Elle devait être terriblement bouleversée pour poser une telle question, car elle avait également suivi une formation à l’Académie de la Patrouille – établie dans l’Oligocène, soit bien longtemps avant le début de l’histoire de l’humanité afin de ne pas affecter celle-ci. Everard n’avait pas le cœur à le lui reprocher. Bien au contraire, il n’en appréciait que davantage le courage qui devait lui être nécessaire pour afficher un tel calme. Par ailleurs, la nature de son travail ne l’exposait pas aux dangers et aux paradoxes du temps. Idem pour son époux – ce n’était qu’un observateur, quoique clandestin –, du moins jusqu’à ce que ceux-ci ou ceux-là aient causé sa disparition.

« Vous savez bien que cela nous est interdit. » Il conserva une voix posée. « Il est facile à une boucle causale d’évoluer en vortex temporel. Ce qui entraînerait toutes sortes de catastrophes, la moins importante étant l’annulation pure et simple de l’opération. Par ailleurs, toute tentative en ce sens serait futile. Et si ces fameuses archives n’étaient que les traces d’événements qui ne se sont jamais produits ? Imaginez l’influence sur nos actes d’une connaissance que nous jugerions prédéterminée. Non, nous devons faire le sale boulot en respectant la causalité dans la mesure du possible, afin de rendre réels nos réussites ou nos échecs. »

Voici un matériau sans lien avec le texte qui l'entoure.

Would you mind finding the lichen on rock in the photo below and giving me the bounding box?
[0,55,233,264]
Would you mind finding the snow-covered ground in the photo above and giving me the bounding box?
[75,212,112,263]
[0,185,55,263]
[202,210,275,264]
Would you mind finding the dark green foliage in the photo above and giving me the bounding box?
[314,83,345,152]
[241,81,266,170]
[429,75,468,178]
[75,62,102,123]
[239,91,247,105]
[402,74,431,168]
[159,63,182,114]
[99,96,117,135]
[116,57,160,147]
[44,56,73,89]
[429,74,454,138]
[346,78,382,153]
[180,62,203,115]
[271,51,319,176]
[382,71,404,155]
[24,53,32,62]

Car la réalité est conditionnelle. C’est comme un front de vagues sur l’océan. Que ces vagues – les ondes de probabilité de ce chaos qu’est le soubassement quantique – changent de cadence, et voilà que tout le moirage d’écume et de vaguelettes qu’elles dessinaient change d’aspect pour devenir autre chose. Les physiciens entrevoyaient cette réalité dès le XXe siècle. Mais il a fallu l’avènement du voyage dans le temps pour quelle affecte le genre humain.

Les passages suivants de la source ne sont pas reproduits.